Some Notes on the MLA Job Information List
I don’t remember exactly when the MLA digitized all of the issues of the Job Information List, but I was excited about what these documents could tell us about institutional history, the job market, salary trends, and many other things. The PDFs hosted by MLA are image scans, however, which are not immediately searchable as plain text. A variety of OCR solutions are available, but I personally was too lazy to attempt to use any of them.

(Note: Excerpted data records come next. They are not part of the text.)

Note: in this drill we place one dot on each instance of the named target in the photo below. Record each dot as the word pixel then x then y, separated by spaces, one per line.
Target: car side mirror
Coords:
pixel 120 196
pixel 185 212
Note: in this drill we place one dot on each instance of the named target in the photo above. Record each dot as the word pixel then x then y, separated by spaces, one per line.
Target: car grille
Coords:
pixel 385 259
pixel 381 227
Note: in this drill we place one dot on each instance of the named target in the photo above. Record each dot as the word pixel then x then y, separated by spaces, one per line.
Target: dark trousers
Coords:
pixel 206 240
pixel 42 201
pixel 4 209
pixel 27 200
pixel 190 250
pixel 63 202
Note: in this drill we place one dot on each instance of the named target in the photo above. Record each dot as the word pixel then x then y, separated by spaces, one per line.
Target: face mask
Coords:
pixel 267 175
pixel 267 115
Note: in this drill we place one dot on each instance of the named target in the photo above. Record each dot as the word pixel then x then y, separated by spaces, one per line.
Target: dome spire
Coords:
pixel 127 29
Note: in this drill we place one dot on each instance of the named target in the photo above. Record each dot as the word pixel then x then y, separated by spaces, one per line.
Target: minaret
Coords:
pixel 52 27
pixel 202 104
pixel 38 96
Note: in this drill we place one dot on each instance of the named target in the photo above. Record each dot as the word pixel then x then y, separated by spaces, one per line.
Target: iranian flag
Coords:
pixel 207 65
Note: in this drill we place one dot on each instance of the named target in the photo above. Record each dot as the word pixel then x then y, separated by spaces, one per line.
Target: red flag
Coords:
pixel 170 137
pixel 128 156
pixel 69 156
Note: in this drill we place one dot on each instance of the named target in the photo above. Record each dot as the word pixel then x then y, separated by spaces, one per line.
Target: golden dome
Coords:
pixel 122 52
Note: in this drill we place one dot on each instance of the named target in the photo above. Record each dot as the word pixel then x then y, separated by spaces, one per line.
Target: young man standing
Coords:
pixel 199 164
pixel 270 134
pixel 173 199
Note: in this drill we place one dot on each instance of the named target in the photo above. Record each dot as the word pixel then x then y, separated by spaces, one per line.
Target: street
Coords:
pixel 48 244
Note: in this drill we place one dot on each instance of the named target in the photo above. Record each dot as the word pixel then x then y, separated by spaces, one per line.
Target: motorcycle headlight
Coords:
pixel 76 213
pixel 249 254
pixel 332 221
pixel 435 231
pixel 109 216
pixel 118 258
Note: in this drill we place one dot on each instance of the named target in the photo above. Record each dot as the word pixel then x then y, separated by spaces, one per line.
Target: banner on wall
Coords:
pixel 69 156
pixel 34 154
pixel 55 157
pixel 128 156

Jim Ridolfo, not suffering from this
despicable sloth, used OCRkit to create
searchable versions of the JIL. He then generously made them
available. There are
several ways that you can work with these documents after you’ve
extracted them from the tar archive: you can search them with your
machine’s built-in indexer (I’ve only tried this with the Mac OS),
convert them with pdftotext
or similar to text documents
and then use regular command-line utilities (or not convert them and use
grep with the appropriate flags to handle binary files—I found this too
annoying to deal with personally). Converting each PDF to text with
pdftotext
requires the use of find
,
xargs
, or a simple shell script, as globbing of the form
pdftotext \*.pdf
will not work.
I first, following Ridolfo’s example, looked for the first example of various things. The first mention of “post-colonial” was in an ad from Williams in 1983, “science fiction” in Clemson’s ad from 1974, for example. I discovered some brazen evidence of the gender dynamics of the profession from the mid-late 60s:
And another disturbing thing from that ad is the apparent evidence that salaries have not kept pace with inflation. The Bureau of Labor Statistics’ inflation calculator reveals \$15.5K to be more than \$98K today, for example, which I suspect is not an Asst./Assoc. salary at the same institution today.
[UPDATE: Jack Lynch on facebook (one of the few facebook comments I was able to see, so I apologize if someone else pointed this out as well), noted that the St. Cloud State ad actually mentions this as a range for Full Professor, which is a reasonable figure adjusted for inflation.]
Using a bit more automation, I used grep
, sed
,
and uniq
to create a csv of the frequency of search terms
for each year, which I then imported into R and plotted. Here, for
example, is a graph of the occurrences of the phrase “literary theory”
[UPDATE: The figures are not normalized for the number of jobs (or words in the job ads), so keep that in mind. 2007 had many more ads than 2008, for example. Again, I saw that Jack Lynch pointed this out on facebook.]
Even though this is a rough count because of OCR imperfections, overattention to verbose ads, and only counting the phrase itself, not jobs specifically asking for it alone, I still think this a useful measure of the institutionalization of the concept. I also charted “Shakespeare”
[UPDATE: Here is a graph to compare with the one above on "Shakespeare" that is normalized for the percentage of total words in all of the ads for that year. This is not the ideal way of counting its relative frequency. It's quite possible that the OCR does a better job with the more modern typesetting, and I haven't investigated this thoroughly.]
“Medieval”
“Post-Colonial” and “Postcolonial”
“Feminist”
These graphs are just a simple and preliminary indication of what can be done with this data. With more attention, a queryable database that could create custom graphs of changes in sub-fields over time could be made. Slurping all of the salary ranges out of these ads and charting their growth (or lack thereof) relative to inflation could give us some more insight into the economic realities of the job market.